New IEA Report Highlights Need to Address Air Pollution and Clean Cooking
The International Energy Agency (IEA) released its first in-depth analysis of the intersection of energy, air pollution, and health – paired with a powerful call to action for governments to intervene. The report highlights the role and potential for impact that the energy sector has in improving air quality around the world. In a comprehensive country- and sector-specific analysis of two scenarios (one in which existing policies remain in place and another one in which robust supplemental measures are put in place to further reduce emissions) the IEA projects that premature deaths due to outdoor air pollution will increase by 50% and those due to indoor air pollution will decrease by 18% 2030 if the current policies remain, whereas a strengthened energy agenda could result in a 10% and 73% reductions in those numbers respectively.
The report makes a strong case for better regulations and management of energy consumption and associated pollution by international governments. Three key areas for action were identified:
- Setting ambitious long-term air quality goals
- Putting in place country-specific clean air policies for the energy sector to achieve those long-term goal, through avoiding emissions, Innovating, and Reducing emissions (A-I-R).

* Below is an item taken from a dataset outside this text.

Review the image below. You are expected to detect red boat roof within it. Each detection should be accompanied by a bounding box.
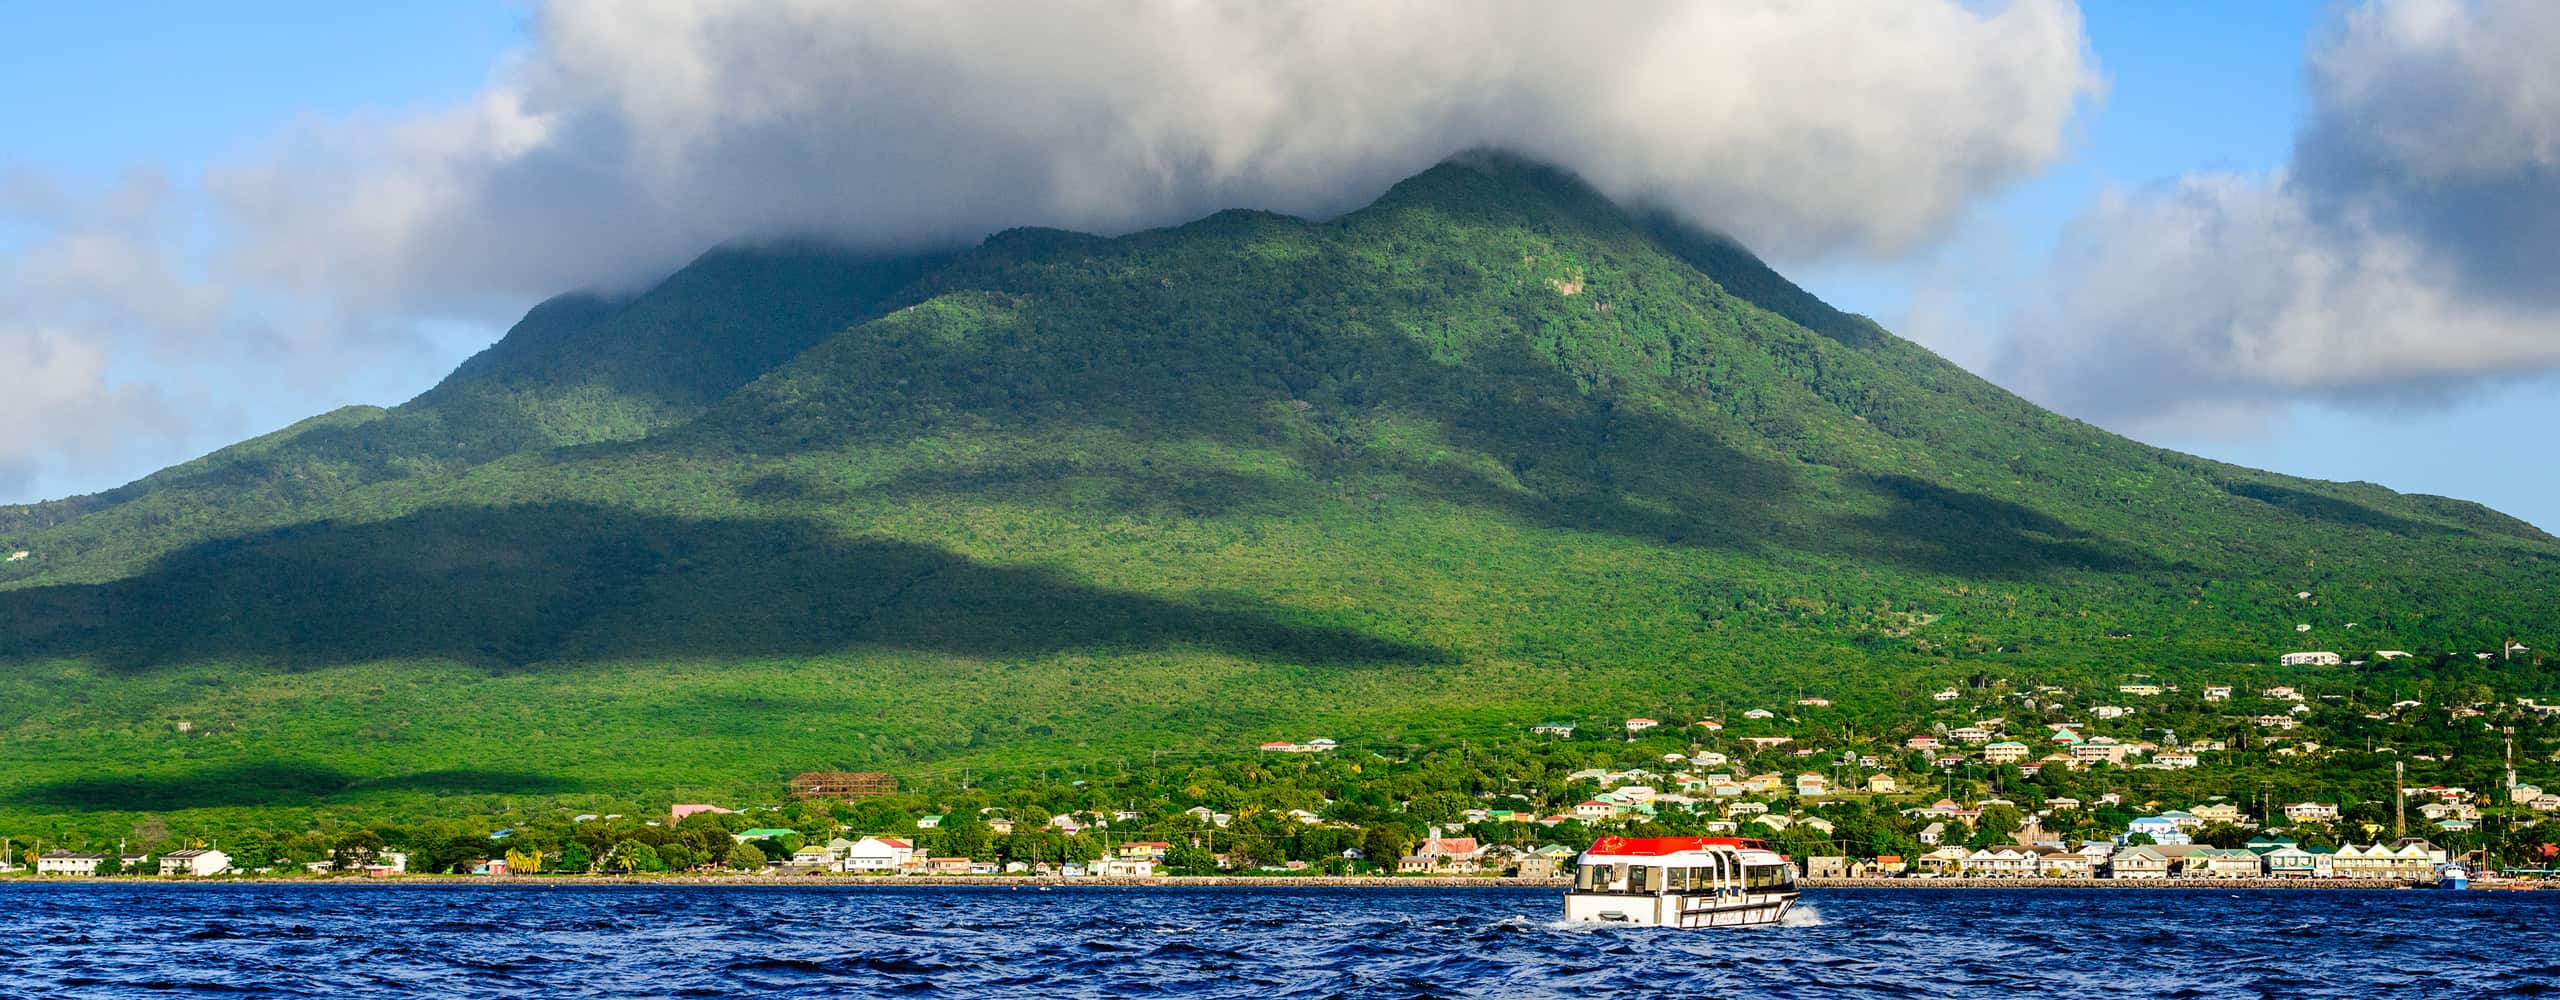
[1585,836,1771,856]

- Ensuring effective monitoring, enforcement, evaluation and communication strategies
Because each region of the world is faced with a different set of circumstances, the IEA offers a menu of potential air pollution mitigation strategies for each nation or region to implement its own cocktail of policies adapted to their most pressing issues. Of particular relevance to the Alliance’s mission is the call for universal access to cleaner cooking fuels and electricity. Household air pollution, among the leading risk factors for child mortality and chronic cardiopulmonary conditions, burdens nearly half of the global population on a daily basis. The Alliance, which promotes the use of clean and/or efficient cooking technologies and fuels, is encouraged by the importance that household energy consumption has been afforded in this global call for policy reform and energy sector regulation.